六歳のとき、私は高熱を出して寝込んだ。
その日、母方の祖父が危篤だという連絡が入り、両親と兄たちは田舎の病院へ向かった。子どもの風邪だろうという判断で、私は家に残された。隣家には声をかけてあったが、固定電話の使い方もよくわからない年齢だった。
家には、父方の親戚から預かっていた小型犬がいた。白いマルチーズで、名前はコロ。普段はおとなしく、吠えることもほとんどない犬だったが、その日は妙に私のそばを離れなかった。
熱は下がらず、食事も喉を通らない。布団の中で意識が途切れたり戻ったりを繰り返していた。夜だったと思う。

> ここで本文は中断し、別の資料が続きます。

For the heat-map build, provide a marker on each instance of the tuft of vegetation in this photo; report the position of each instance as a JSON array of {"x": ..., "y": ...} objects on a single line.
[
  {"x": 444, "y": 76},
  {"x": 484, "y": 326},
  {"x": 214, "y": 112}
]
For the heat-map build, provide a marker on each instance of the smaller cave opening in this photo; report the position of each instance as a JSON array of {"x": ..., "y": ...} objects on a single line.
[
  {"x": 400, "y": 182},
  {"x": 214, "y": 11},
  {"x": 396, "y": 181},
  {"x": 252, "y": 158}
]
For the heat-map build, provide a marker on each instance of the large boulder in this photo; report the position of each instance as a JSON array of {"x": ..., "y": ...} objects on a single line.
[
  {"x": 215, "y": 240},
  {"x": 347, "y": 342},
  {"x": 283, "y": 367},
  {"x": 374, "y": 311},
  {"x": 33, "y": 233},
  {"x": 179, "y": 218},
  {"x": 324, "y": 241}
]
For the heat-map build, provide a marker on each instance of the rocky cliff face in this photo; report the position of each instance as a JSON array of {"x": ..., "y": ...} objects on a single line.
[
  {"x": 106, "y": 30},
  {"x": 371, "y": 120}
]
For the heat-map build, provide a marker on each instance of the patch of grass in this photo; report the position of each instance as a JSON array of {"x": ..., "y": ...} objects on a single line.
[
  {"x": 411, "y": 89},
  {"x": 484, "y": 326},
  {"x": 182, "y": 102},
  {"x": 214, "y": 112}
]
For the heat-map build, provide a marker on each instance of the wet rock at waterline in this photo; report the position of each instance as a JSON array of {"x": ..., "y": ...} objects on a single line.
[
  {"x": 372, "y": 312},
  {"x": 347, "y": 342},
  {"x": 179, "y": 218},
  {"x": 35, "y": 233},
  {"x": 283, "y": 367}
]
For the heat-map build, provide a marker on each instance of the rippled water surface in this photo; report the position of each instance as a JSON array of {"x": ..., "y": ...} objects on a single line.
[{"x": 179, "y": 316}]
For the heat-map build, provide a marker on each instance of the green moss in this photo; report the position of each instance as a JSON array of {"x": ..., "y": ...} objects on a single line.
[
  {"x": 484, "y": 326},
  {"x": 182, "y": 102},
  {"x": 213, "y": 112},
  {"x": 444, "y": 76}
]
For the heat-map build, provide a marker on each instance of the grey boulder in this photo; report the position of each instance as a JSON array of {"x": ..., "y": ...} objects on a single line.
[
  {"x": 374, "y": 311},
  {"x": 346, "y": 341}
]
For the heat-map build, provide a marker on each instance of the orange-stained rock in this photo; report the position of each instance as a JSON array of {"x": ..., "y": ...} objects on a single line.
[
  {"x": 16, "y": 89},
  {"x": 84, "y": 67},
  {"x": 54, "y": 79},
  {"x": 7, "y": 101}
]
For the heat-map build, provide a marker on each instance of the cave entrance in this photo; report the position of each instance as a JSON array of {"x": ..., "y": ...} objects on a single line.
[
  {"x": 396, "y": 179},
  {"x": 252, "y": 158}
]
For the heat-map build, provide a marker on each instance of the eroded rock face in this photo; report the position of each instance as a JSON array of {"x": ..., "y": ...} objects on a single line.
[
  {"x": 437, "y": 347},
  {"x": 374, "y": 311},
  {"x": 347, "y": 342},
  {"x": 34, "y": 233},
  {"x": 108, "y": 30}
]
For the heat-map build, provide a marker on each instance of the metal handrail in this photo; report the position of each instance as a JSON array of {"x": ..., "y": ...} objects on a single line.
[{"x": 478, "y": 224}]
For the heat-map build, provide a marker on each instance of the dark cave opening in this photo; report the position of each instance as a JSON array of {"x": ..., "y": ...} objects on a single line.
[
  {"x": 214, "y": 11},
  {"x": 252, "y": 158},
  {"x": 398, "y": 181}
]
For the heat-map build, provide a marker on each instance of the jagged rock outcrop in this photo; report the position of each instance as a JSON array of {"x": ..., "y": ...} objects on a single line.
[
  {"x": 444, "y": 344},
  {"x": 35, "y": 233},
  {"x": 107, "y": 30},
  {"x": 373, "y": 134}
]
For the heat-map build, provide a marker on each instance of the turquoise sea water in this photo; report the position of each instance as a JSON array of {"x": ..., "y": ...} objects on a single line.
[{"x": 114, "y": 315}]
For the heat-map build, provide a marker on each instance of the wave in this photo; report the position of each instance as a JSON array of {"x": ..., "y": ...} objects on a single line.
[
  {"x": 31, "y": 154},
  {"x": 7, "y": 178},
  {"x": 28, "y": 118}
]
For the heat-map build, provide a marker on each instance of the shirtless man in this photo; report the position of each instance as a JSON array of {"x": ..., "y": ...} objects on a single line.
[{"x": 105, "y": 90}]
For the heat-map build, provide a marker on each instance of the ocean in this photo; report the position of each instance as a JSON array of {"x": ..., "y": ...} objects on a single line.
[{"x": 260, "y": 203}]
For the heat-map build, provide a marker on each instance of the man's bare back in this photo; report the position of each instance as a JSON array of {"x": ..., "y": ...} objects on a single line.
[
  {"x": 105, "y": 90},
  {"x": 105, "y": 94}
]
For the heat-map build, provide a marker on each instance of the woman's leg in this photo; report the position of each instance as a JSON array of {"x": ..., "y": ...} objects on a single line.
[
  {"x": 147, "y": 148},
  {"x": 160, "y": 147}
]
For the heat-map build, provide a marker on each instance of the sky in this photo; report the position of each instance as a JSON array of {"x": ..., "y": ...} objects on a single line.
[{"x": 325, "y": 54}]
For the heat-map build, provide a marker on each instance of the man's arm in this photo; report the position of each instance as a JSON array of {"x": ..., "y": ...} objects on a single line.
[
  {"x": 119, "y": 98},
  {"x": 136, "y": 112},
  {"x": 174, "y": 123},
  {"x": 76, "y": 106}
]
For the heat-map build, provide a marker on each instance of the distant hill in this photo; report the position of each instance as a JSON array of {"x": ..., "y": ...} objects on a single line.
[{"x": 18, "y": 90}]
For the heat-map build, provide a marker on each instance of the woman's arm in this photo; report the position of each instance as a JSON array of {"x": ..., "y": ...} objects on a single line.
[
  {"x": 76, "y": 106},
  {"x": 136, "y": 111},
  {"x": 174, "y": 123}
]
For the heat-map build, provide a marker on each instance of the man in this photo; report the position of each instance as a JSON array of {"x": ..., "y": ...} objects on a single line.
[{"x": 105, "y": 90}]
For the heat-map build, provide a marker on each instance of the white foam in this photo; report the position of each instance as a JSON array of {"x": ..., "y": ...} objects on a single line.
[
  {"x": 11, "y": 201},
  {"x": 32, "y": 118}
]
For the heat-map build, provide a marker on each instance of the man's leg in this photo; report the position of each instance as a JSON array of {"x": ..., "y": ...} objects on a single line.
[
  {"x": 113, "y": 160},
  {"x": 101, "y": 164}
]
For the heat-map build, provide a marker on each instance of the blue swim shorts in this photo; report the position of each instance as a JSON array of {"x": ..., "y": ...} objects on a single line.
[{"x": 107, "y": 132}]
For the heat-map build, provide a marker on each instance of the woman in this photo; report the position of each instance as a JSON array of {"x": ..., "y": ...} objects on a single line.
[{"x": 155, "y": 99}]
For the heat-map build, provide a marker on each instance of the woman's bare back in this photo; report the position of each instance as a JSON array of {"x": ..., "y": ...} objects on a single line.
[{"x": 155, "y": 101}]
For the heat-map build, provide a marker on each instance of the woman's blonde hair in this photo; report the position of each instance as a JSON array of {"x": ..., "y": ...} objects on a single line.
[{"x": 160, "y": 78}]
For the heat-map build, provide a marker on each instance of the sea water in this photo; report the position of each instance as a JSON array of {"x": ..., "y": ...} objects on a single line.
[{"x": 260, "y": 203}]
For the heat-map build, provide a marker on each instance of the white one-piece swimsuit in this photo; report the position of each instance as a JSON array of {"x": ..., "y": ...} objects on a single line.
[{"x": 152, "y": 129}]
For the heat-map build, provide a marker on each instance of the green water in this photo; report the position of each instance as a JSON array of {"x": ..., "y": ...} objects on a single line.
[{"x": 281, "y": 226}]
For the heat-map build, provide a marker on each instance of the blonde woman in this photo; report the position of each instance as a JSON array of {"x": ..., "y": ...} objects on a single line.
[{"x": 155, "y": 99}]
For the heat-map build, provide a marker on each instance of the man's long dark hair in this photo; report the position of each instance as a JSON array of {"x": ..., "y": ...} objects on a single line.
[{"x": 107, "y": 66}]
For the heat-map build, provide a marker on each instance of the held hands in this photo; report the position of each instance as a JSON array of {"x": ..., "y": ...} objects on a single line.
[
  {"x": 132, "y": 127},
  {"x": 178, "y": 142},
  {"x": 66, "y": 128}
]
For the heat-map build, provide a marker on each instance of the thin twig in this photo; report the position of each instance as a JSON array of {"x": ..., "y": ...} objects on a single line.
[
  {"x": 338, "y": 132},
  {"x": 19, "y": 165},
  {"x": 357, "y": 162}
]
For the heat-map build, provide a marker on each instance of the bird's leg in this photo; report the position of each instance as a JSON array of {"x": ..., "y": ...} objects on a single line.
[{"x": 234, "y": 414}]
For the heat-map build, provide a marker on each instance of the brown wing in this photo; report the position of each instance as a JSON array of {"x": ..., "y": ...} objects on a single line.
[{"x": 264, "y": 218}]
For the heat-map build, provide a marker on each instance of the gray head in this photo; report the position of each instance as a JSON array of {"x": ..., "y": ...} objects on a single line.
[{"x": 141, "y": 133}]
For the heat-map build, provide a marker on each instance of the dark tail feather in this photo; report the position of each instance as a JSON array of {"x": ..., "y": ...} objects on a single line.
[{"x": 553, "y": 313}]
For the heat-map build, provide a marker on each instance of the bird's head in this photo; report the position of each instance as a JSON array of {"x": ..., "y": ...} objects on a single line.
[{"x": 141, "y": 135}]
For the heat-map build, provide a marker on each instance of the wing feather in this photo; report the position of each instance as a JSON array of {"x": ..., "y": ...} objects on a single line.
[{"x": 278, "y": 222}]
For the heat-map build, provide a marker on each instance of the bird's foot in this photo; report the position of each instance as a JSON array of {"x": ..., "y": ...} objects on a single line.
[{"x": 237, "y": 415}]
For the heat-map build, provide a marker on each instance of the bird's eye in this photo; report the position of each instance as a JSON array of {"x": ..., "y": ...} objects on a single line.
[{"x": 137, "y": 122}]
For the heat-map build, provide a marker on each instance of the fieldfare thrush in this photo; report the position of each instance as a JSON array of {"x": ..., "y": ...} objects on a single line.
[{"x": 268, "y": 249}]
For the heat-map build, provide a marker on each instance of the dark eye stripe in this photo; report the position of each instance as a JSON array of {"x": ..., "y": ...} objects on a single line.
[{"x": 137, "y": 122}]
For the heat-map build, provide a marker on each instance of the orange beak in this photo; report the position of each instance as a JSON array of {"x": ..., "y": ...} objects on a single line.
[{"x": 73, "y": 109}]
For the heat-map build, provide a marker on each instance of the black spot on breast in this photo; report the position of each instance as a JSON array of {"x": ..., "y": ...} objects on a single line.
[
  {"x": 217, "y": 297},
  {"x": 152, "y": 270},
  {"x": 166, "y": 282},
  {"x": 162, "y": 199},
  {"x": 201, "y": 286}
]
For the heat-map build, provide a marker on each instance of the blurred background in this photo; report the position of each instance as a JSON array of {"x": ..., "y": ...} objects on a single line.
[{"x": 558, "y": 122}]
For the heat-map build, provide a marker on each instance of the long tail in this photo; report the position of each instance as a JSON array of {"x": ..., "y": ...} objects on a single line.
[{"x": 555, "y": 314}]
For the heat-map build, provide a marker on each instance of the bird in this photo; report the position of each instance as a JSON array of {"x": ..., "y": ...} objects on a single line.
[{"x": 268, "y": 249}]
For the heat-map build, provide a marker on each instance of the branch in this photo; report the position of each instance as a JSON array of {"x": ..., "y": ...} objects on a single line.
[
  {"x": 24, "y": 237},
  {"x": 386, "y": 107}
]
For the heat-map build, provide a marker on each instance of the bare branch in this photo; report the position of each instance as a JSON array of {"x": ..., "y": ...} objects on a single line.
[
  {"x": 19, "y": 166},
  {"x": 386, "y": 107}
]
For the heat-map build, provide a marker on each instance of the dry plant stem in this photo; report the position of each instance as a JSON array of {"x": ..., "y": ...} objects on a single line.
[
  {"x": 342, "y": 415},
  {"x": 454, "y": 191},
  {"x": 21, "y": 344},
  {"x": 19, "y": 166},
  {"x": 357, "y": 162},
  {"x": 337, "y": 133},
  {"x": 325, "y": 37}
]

気づくと、私は草原に立っていた。寝巻き姿のまま、見渡す限り草だけが揺れている。夢だと考える前に、足が動き、ただ前へ歩いていた。
背後から鳴き声がした。
振り向くと、コロが走ってきた。必死な声で鳴きながら、私の服の裾に噛みつき、強く引いた。嫌だとか、驚いたとか、そういう感情はなかった。抵抗する前に、体が引きずられるように動いた。
どれくらい歩いたのかはわからない。
次の瞬間、視界が白く切り替わった。
天井だった。病院の白い天井。
後で聞いた話では、家で倒れている私のそばで、コロが異様な声で鳴き続けていたらしい。その声に気づいた隣家の人が様子を見に来て、救急車が呼ばれた。体温は四十度を超えていたという。
助かったあと、コロはしばらく元気だった。
だが、数週間もしないうちに、突然死んだ。病気でも事故でもなく、朝、目を覚ますと冷たくなっていたと聞いた。
十八歳になったある朝、目が覚める直前、体がふわりと軽くなった。
浮いている感覚があった。
下を見ると、布団の上に自分が横たわっていた。部屋の隅には、人の形をした黒い影が立っていた。顔は見えない。近づいてもこない。

声はなかった。言葉もなかった。
ただ、その影は、こちらを見ていた。
何かを待っているようにも、確かめているようにも見えた。
次の瞬間、強い衝撃とともに意識が戻り、私は大きく息を吸い込んで目を覚ました。部屋には誰もいなかった。
それ以来、時折考える。
あの草原で、私はどこへ向かって歩いていたのか。
引きずられなければ、どこへ行っていたのか。
あの朝、部屋に立っていた影は、何を見に来たのか。
それとも、来る順番を間違えただけだったのか。
そして、なぜあれは、十八歳だったのか。
答えは出ないまま、私は目を覚まし、また眠る。
それだけのことを、繰り返している。